The ideal is a full measure of both -- a person deeply committed to Christ and showing that through their everyday actions and deeds.
The problem is this: how many people do you know like that? I know none.
But that's what Willard is getting at in "Renovation of the Heart" -- that our objective while alive in this life is to commit ourselves to be real disciples of Christ, to truly "follow" him (and his example), and to grow each day in that role as disciple.
That's more or less the message of my Cornerstone #6 -- "Man's Response." When I first started the cornerstone series, I envisioned #6 as what should be the response of someone who has truly contemplated the sorry state of their sinfulness and compared it against the gift of salvation through Christ. And I could think of no other response than deep, humble gratitude.
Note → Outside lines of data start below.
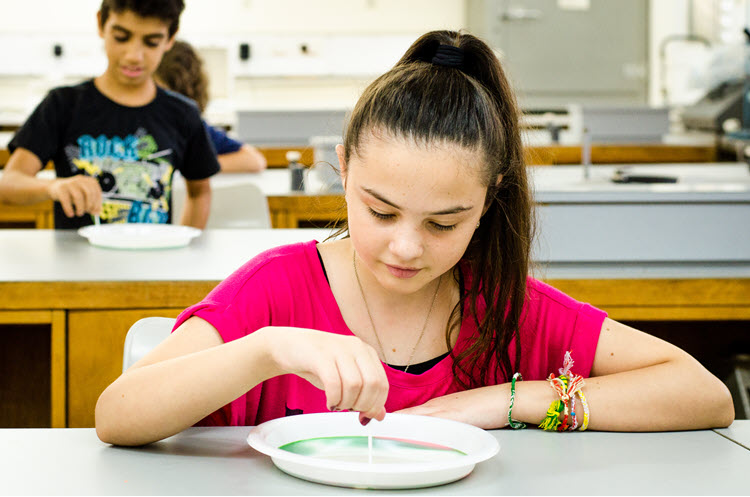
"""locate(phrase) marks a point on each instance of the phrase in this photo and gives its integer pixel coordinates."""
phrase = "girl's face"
(412, 210)
(134, 47)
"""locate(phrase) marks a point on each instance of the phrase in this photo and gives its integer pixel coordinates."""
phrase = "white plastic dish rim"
(138, 235)
(477, 444)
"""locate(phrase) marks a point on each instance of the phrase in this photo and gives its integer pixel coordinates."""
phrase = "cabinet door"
(568, 51)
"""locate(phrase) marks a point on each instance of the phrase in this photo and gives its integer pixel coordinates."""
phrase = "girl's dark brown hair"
(181, 70)
(472, 106)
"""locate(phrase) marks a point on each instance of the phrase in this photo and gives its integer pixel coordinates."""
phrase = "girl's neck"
(137, 96)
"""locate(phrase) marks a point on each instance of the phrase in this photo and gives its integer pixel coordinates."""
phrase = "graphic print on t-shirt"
(135, 176)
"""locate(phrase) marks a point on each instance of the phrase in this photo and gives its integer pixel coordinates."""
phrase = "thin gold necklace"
(372, 323)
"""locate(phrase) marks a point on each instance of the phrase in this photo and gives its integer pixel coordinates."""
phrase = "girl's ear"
(342, 164)
(99, 23)
(489, 201)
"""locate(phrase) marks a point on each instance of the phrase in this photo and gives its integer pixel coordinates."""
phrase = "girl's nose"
(407, 244)
(134, 54)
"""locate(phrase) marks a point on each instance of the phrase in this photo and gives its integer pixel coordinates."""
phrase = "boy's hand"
(485, 407)
(77, 195)
(346, 368)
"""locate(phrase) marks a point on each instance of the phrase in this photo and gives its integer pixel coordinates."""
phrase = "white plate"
(415, 469)
(139, 235)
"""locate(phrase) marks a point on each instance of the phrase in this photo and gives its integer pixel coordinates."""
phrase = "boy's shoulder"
(71, 93)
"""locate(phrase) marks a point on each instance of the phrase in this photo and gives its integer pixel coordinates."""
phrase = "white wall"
(349, 42)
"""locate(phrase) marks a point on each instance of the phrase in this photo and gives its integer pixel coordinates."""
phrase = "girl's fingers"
(330, 380)
(373, 395)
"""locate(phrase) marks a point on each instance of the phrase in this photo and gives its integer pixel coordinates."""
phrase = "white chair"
(144, 335)
(236, 202)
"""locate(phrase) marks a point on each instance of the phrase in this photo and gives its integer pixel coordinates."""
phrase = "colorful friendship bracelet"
(585, 404)
(551, 422)
(560, 411)
(516, 425)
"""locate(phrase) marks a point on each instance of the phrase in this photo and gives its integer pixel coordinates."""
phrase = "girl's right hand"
(346, 368)
(77, 195)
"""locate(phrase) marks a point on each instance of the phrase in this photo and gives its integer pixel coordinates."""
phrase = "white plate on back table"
(398, 469)
(139, 236)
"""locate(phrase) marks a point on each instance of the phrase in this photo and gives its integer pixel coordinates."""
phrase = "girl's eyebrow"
(452, 210)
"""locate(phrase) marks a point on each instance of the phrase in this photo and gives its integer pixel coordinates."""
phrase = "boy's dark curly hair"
(181, 70)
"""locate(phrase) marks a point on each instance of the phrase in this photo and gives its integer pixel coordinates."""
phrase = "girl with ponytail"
(425, 304)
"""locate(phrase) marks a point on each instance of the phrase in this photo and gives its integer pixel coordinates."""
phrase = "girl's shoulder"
(294, 258)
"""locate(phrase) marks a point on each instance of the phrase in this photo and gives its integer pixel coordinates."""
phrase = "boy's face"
(134, 46)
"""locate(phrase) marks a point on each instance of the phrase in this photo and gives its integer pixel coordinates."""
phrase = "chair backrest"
(144, 335)
(240, 204)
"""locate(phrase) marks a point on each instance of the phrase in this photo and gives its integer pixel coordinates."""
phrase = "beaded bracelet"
(516, 425)
(566, 386)
(551, 422)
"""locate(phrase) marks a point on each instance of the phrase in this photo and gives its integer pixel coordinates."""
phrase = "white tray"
(416, 469)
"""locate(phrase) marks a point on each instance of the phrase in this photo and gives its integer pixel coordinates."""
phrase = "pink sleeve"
(553, 324)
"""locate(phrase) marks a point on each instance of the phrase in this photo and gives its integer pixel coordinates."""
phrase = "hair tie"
(449, 56)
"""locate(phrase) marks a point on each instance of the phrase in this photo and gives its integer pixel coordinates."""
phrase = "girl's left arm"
(638, 383)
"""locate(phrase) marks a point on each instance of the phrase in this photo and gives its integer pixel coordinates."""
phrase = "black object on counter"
(623, 176)
(296, 171)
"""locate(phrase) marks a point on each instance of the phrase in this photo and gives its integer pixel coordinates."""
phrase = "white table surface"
(63, 255)
(697, 182)
(218, 461)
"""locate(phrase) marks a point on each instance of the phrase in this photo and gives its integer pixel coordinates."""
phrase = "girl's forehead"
(419, 175)
(405, 156)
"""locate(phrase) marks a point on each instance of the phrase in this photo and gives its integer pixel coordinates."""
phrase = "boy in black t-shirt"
(117, 139)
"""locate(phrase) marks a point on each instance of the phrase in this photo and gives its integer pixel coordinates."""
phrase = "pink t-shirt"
(286, 286)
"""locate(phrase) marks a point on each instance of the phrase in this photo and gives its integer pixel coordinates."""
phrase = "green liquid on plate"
(384, 450)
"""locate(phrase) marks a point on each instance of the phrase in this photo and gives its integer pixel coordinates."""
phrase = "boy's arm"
(19, 185)
(197, 203)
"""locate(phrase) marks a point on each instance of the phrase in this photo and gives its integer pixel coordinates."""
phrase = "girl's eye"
(443, 227)
(380, 215)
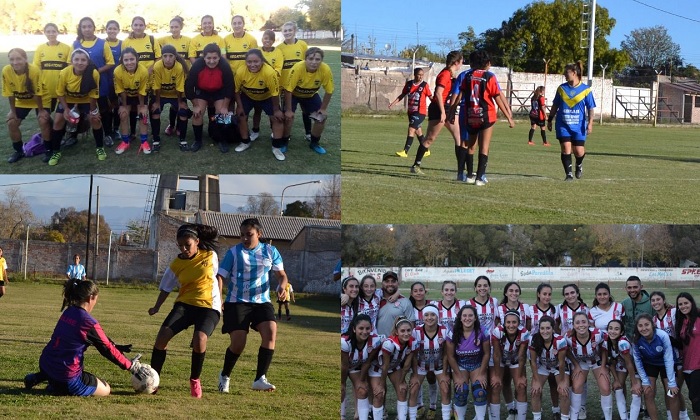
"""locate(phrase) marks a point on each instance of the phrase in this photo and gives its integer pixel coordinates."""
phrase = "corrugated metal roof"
(274, 227)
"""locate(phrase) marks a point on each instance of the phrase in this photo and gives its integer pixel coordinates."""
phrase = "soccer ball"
(145, 380)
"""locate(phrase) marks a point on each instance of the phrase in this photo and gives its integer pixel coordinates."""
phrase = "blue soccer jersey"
(248, 272)
(574, 104)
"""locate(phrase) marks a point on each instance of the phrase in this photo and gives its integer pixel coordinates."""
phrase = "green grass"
(631, 175)
(258, 159)
(304, 367)
(465, 290)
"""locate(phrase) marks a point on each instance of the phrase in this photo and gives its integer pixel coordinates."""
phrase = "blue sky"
(392, 21)
(123, 197)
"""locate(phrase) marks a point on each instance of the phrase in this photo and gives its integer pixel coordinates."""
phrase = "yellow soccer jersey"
(304, 84)
(134, 84)
(197, 280)
(293, 54)
(275, 58)
(14, 84)
(236, 49)
(182, 44)
(69, 86)
(200, 41)
(168, 81)
(147, 52)
(257, 86)
(51, 59)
So why is it so hard? Is it because we're all not really Christians? I'd hesitate to venture that conclusion. Willard argues in "Renovation of the Heart" that we are unable to simply "will" ourselves to faithful obedience because there's more to our makeup than our will. Our will is one piece, but not the total mechanism. And if the other pieces aren't aligned to God as well, then simply exerting our will is likely to result in failure.
I can attest to the validity of that statement.
So I don't really have much argument with the basic thrust of Willard's argument. One thing troubles me, though ... his focus is so far removed from inherent sinfulness of man and salvation through Christ and Christ alone that I wonder ...
- Does he not believe that Christ is the only way?
- Or does he simply presuppose true saving faith in the work of Christ, and then get on to the issues of growing in Christ after that?
I'd like to believe the latter. I'm still pondering it and reading his writings with a keen eye.'
In any event, that's what is animating my heart right now ... I know that there are elements of my mind, my thoughts, my feelings, closely held images of myself and others ... that simply can't remain forever. They are too limiting and destructive. I honestly don't believe I can change them on my own, but I honestly believe that God can. Somewhere in the middle of all that is a cooperative and increasing surrender of myself to Christ, with the expectation (hope?) of his healing Spirit making the necessary changes to things beyond my reach.
That's my post for this evening.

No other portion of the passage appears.